Companion
It knows she likes the Dodgers, and that her son's name is Jason.
The quiet hours between visits are where loneliness lives. Foreword's companion is somebody to talk to in those hours — and it's set up for each resident individually, so the conversation is actually about her.
Personalized per resident
Five things your care team tells it.
Not a personality setting. Not a tone slider. Specific facts about a specific person, entered by the people who know her, so the companion arrives already knowing who it's talking to.
What she likes to talk about
Baseball, the garden she used to keep, forty years of teaching. The companion brings them up naturally instead of asking her to carry the conversation.
Who to ask after
Her son Jason, her sister in Tucson, the grandchildren. It can gently ask how they are — the way a visitor who'd been before would.
What she can and can't do
So it never suggests something physically unsafe. A companion that cheerfully proposes a walk to someone who can't stand isn't company. It's a hazard.
How to be gentle
Where there's memory loss or disorientation, it's told to be extra patient — not to argue, not to correct harshly, but to reassure and redirect kindly.
Anything else
A free-text field for what doesn't fit a box. She doesn't like to be called Margaret. Don't mention the dog.
Used, out loud
It greets her by name. Small, and not small at all when it's the fourth voice you've heard all day.
It's still a nurse call
The companion is listening for more than conversation.
Emergencies escalate immediately
Mid-conversation, she says:
I fell earlier and I didn't tell anyone.
That's matched on the device itself, before any language model gets a vote. Urgent alert, spoken reassurance, staff on the way. Deterministic, local, every time.
Concerns get flagged
Softer signals reach staff too:
I haven't been sleeping. I get dizzy when I stand up.

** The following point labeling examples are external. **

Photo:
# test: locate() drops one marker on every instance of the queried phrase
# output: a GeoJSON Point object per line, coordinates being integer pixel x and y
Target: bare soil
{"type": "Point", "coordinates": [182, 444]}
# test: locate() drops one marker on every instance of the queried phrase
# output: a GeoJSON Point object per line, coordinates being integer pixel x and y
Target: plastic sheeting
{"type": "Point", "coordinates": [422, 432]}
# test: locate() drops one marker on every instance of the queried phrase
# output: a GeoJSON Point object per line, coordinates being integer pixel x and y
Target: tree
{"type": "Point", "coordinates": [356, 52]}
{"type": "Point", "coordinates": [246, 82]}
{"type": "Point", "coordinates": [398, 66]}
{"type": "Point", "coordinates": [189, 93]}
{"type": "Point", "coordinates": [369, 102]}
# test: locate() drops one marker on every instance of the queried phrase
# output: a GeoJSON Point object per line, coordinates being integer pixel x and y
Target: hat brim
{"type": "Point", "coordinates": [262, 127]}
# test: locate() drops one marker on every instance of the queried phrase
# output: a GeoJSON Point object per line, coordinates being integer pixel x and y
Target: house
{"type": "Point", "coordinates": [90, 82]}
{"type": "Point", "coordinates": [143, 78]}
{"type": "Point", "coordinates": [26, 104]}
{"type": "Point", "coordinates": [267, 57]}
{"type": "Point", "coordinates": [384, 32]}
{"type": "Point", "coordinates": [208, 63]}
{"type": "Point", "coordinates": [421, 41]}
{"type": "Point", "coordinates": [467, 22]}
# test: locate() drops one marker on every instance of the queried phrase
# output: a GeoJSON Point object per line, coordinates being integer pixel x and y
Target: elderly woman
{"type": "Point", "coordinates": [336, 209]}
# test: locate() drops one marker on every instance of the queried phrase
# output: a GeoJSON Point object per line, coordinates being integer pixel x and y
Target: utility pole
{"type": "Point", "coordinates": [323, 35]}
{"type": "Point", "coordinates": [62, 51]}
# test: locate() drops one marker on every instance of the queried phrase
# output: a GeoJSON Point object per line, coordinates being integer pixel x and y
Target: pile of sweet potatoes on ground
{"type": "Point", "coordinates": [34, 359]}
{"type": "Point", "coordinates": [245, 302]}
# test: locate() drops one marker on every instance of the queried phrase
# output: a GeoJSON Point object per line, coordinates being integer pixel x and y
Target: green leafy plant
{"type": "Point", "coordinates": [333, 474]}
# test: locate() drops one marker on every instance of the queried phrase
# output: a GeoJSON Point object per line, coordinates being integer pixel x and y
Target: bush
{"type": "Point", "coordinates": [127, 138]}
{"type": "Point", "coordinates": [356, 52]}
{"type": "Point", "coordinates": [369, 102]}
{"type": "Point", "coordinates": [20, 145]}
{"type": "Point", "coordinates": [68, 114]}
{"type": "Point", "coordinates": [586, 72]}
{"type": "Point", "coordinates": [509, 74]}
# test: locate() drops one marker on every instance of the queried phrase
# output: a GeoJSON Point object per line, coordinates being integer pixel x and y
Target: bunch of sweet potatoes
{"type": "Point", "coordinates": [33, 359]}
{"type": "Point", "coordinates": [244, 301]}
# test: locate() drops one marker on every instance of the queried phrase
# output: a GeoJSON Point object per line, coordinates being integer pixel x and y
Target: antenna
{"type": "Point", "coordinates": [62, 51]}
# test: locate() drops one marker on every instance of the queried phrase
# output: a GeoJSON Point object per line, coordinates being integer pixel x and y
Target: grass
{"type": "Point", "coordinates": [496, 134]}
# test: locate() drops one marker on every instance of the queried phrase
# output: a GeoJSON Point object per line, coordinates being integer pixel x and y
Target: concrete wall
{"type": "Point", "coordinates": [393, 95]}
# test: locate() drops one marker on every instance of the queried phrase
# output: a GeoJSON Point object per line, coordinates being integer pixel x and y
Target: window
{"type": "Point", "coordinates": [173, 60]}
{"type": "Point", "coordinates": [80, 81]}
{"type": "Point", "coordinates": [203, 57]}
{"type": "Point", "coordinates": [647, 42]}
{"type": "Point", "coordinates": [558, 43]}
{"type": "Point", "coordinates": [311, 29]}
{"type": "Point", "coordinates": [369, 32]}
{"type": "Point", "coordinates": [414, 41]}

Raised as a concern with the transcript attached, so a nurse can decide whether it's nothing or the start of something.
Residents are told what the companion does. It's a supportive presence, not a therapist and not a clinician, and it never pretends to be a person.
Local
Her conversations stay in the building.
The companion runs on a language model hosted on your own hardware. What she tells it about her marriage, her health, or her worst night this month isn't sent to an AI vendor to be logged, retained, or trained on. It doesn't leave.
That's also why it still works when your internet doesn't — which matters, because the hours when somebody most needs to talk are rarely the hours when IT is in the office.
And she can turn it off
Company, not company you didn't ask for.
Two of the five privacy levels keep the companion quiet. A resident who wants fall detection and a call button and absolutely no chat can have exactly that, chosen from her own phone, without a conversation about it.